DI Frederick Crow greeted me. I’d met him a few times. We hadn’t got off to a great start what with him insisting Ava had run away from me and me insisting that he and his team were a bunch of jobsworth idiots. He offered me a half-smile and a handshake, but the frown-line between his eyebrows gave him away. He wasn’t pleased to see me, either. I was aware I must have appeared more aloof than normal because I completely ignored the first question he asked me, my attention distracted by a puce-faced busker who’d just danced into the station with an accordion blaring out ‘We Wish You A Merry Shitmas’. The remix the world hadn’t asked for. Especially not in the middle of summer.
‘Mr Stein?’
‘Yeah, sorry,’ I grunted as I realised he’d already set off to our destination. He swiped us through the security doors and into what I guess they’d call the ‘soft room’. This room wasn’t for suspects:
there were too many comfy furnishings, potted plants, black and white pictures in half-decent frames, an artificial smell supposed to remind me of fresh air.
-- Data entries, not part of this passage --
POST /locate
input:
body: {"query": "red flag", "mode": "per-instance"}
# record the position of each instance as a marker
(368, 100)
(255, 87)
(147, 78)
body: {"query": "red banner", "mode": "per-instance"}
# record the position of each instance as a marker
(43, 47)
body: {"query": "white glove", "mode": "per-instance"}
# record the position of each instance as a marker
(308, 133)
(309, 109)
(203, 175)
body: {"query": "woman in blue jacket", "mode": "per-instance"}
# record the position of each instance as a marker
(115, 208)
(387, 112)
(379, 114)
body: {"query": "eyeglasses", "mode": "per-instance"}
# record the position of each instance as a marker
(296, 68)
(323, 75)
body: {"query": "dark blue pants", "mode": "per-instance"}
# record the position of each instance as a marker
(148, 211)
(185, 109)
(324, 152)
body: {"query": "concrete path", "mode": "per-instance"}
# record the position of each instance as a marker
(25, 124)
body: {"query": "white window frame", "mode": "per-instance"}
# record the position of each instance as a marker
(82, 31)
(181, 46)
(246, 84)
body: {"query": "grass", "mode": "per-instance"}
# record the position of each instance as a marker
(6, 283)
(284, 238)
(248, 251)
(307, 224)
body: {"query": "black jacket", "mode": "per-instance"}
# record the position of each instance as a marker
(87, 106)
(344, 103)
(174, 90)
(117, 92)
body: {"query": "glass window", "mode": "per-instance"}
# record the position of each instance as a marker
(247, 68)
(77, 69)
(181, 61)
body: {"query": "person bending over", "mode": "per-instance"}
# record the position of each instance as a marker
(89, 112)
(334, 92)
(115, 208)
This was the kind of room where you’re told your entire family has been killed and the police have no idea who did it. I’d been in a couple of them now. I took a seat and removed my parka. The T-shirt underneath had basically changed from blue to green I’d been wearing it so much. Fuck it, there were much bigger things to worry about than what I smelt like today.
‘Tea? Coffee?’ Crow asked.
I turned down his offer.
‘These are for you.’ I produced the stack of notes from my coat pocket and put them on the metal coffee table between us. I let out a deep breath. ‘I already told you about Charlie, her ex.’ I paused, I didn’t want to antagonise him, so I kept my tone even and considered. ‘But even I didn’t know how bad things were. I had no idea he was sending these.’
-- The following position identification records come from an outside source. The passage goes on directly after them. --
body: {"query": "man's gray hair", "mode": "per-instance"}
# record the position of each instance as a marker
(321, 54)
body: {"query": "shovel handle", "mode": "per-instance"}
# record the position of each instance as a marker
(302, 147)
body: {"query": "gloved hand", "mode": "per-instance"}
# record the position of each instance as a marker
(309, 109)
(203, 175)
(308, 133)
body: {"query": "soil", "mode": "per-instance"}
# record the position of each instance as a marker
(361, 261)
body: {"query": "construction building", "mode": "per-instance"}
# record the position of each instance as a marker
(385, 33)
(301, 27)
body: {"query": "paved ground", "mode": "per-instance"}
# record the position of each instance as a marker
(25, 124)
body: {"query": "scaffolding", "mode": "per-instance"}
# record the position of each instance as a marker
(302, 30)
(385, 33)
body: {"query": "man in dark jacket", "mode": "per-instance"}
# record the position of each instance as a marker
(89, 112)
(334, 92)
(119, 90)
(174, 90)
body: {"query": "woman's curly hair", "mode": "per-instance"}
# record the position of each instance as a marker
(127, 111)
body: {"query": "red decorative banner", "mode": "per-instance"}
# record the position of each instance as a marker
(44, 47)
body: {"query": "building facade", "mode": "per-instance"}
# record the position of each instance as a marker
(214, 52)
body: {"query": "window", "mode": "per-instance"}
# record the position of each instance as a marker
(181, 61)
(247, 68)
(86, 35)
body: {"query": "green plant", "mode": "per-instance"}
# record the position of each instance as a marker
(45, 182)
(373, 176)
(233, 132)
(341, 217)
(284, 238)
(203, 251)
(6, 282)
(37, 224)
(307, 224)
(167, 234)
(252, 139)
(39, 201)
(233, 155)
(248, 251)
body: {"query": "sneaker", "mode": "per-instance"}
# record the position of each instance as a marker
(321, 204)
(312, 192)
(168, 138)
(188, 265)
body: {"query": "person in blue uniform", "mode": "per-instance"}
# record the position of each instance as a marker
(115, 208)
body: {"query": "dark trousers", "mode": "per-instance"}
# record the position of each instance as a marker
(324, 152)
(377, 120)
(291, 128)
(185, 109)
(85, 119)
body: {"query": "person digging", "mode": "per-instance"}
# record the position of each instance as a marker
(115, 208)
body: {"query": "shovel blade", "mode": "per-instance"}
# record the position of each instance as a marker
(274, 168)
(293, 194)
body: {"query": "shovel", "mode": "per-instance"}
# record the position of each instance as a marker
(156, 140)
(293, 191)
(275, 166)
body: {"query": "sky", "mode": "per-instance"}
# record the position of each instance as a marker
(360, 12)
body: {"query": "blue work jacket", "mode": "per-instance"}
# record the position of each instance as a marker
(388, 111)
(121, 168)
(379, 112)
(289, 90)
Fred Crow snapped on a pair of gloves to sift through the evidence. Probably something I should have thought to do. His lips were pursed, expression dubious, and his eyes darted from letter to letter as he skim read each one.
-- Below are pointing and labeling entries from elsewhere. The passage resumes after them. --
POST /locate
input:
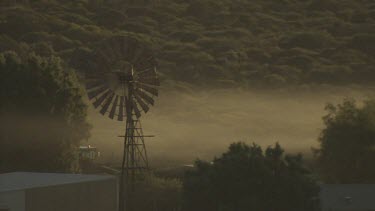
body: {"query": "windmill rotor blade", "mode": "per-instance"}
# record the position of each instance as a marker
(145, 63)
(93, 84)
(121, 109)
(148, 89)
(107, 104)
(143, 105)
(150, 81)
(101, 99)
(116, 47)
(114, 108)
(144, 96)
(136, 109)
(137, 54)
(93, 93)
(147, 73)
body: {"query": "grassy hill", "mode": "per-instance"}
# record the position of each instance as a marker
(256, 43)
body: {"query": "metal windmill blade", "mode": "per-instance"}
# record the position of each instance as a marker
(123, 80)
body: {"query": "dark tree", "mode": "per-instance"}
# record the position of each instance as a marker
(246, 178)
(347, 153)
(42, 114)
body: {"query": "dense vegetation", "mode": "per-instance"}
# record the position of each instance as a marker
(347, 152)
(246, 178)
(253, 43)
(43, 115)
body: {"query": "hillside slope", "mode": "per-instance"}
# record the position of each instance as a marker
(261, 43)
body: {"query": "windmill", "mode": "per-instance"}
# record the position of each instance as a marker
(122, 85)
A pulsing began at the top of my head, an urgency.
We don’t really have time to read every single one, mate, we just need to put some more people on a team in charge of finding Charlie.
‘OK,’ Crow sighed and bowed his head. I heard him crack his knuckles against each other. He closed his eyes. ‘We haven’t been able to find Charlie yet.’ He gripped the top of his nose with his thumb and forefinger.
Tension crept up through my spine and met at the pressure point at the top of my head. He’d told me this before, five days after she went missing.
We haven’t been able to locate Mr Munk, yet, but, don’t worry, our best guys are on it.
He was so fucking sexist on top of everything else.
‘Guys’, what about your ‘gals’, Crow? Don’t let them work for the police yet, am I right? Too risky?